Rather than repeat myself here, I would suggest you read this post from where the relevent bit starts. I have tried to make it as easily understood as possible.

http://madmodder.net/index.php?topic=2083.msg22206#msg22206



Blogs


----------



## black85vette (Nov 10, 2009)

Thanks. Don't need it right now (because I don't have a mill yet) but I will soon. Bookmarked this one for future reference.


----------



## doc1955 (Nov 10, 2009)

You fail to mention that if you are trying to hold a close tolerance hole pattern to an edge guess what it will be off and your holes will not be perpendicular to the surface. I have grown accustom to checking it everyday before I start anything. Same goes for checking to make sure vise is sitting straight on the table. These are command shop practices that are told to you over and over. So check the machine head often some time it doesn't take much to throw it out of whack.


----------



## Blogwitch (Nov 10, 2009)

You are perfectly correct Doc, and thank you for mentioning it.

I was just trying to explain why I didn't use a flycutter for that final operation, and it didn't occur to me to mention hole drilling as well.

Thanks

Bogs


----------



## John Rudd (Nov 10, 2009)

I must admit, that during my apprenticeship, we weren't instructed on how to do this...

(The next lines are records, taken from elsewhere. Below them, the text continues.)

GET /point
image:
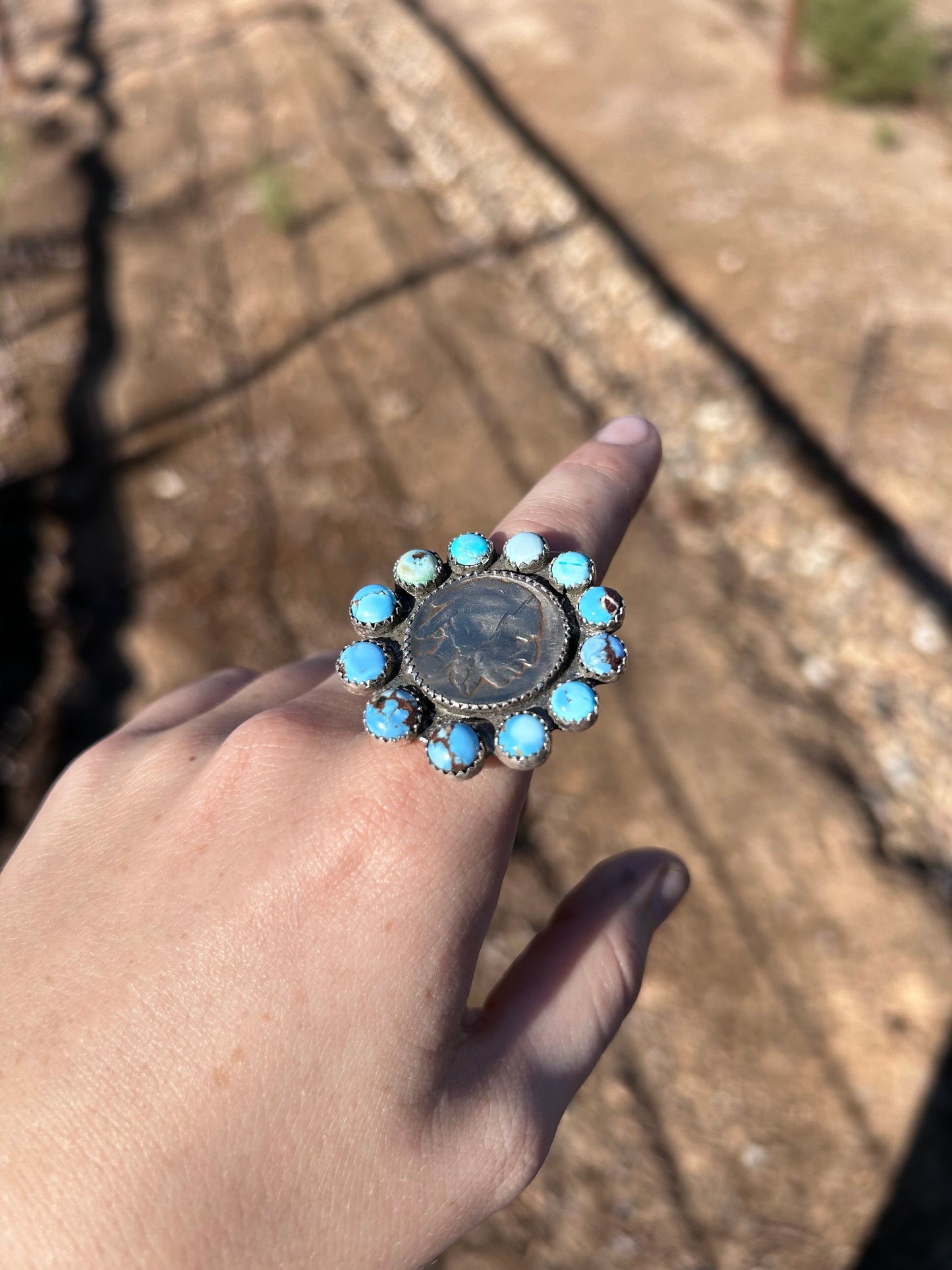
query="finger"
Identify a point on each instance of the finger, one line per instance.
(268, 691)
(553, 1012)
(194, 699)
(588, 501)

Now having a vertical mill, I realise how important this can be...

Thanks for the heads up..


----------



## jabezkin (Nov 15, 2009)

FWIW Always check that the vice jaw is still square after you tighten the part. Really check square of part.

It used to be taught to twist a head in different ways with different dia cutters to form a certain geometry.


----------



## doc1955 (Nov 15, 2009)

jabezkin  said:
			
		

> FWIW Always check that the vice jaw is still square after you tighten the part. Really check square of part.
> 
> It used to be taught to twist a head in different ways with different dia cutters to form a certain geometry.

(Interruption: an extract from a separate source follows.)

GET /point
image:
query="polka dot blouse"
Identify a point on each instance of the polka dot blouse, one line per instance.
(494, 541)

Yes you still do change head position to create unique part geometry but if you want a square to the world cut be sure to check the head. Specially if you are trying to say bore a cylinder block unless of coarse your block cylinder is at an angle then tram head off the top of you cylinder block. I'm just saying don't take for granted the head will stay square many things can happen to bump it out so if you are working on some thing critical check first not after your done and the parts don't fit. (we have a few blokes in the shop that will do that every time).


----------



## reggie98 (Nov 15, 2009)

This post also serves as a reminder to check your drill press to see if the quill and spindle is perpendicular to the table.  It might be "good enough" for wood working, but probably could be better.


----------